Cheques and post office money orders are accepted.  Sorry, no credit cards (so no need to reveal your card number).
No tax ... we are tax-exempt. Online orders include shipping and handling.
Robin Hilborn is editor and publisher of the Family Helper series (now incorporating Adoption Helper and Post-adoption Helper).

Conference 2002 is also available (no. 41) at a discount ($9) when you order four or more titles from the Family Helper series. See the form at Family Helper, and choose the editions you'd like to order.


Excerpts from Conference 2002


From "An Appreciation" by Leceta Chisholm Guibault:

Nov. 28, 2002 -- I just returned from Toronto after three exceptionally educational and emotional days attending the "Planting the Seeds of Change" adoption conference. ...

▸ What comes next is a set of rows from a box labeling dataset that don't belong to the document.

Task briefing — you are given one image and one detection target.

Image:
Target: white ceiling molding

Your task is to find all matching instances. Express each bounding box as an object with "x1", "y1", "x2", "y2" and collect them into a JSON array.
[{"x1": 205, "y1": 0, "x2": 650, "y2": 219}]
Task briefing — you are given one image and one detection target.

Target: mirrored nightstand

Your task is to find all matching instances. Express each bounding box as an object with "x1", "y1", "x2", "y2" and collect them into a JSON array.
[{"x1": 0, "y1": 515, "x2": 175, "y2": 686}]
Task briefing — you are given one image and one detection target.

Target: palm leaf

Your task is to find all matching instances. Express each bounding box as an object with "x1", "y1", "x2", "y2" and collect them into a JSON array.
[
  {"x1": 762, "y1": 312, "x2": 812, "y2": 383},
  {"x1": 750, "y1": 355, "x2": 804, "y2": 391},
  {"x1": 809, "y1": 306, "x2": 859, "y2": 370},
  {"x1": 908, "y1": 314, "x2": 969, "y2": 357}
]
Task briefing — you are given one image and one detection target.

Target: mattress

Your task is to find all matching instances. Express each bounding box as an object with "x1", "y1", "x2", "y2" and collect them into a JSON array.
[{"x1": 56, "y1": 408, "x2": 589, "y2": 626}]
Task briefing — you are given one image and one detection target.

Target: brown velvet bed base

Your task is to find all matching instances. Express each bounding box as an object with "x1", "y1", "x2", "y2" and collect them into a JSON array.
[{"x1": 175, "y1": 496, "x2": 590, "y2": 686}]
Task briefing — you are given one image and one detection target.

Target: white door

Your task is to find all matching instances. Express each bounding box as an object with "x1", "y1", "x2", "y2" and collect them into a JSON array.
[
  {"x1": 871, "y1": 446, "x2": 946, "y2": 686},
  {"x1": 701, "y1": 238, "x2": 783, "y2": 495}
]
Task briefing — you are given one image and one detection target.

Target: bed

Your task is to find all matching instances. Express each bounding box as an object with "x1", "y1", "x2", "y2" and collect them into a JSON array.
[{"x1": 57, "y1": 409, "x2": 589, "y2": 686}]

... On Thursday afternoon I found myself, once again, teary-eyed in a workshop by Dr. Michael Trout. At least I was not alone! I was with two other adoptive mothers pretty much lost in a sea of social workers and other professionals except for the sounds of our whimpers. Again he focused on how a lack of attachment can sometimes lead to disruption of an adoption, a development of "a false self" and other changes in social behavior throughout life. Dr. Trout shared with the group a number of case studies and we viewed two different videos. All were heart breaking. ...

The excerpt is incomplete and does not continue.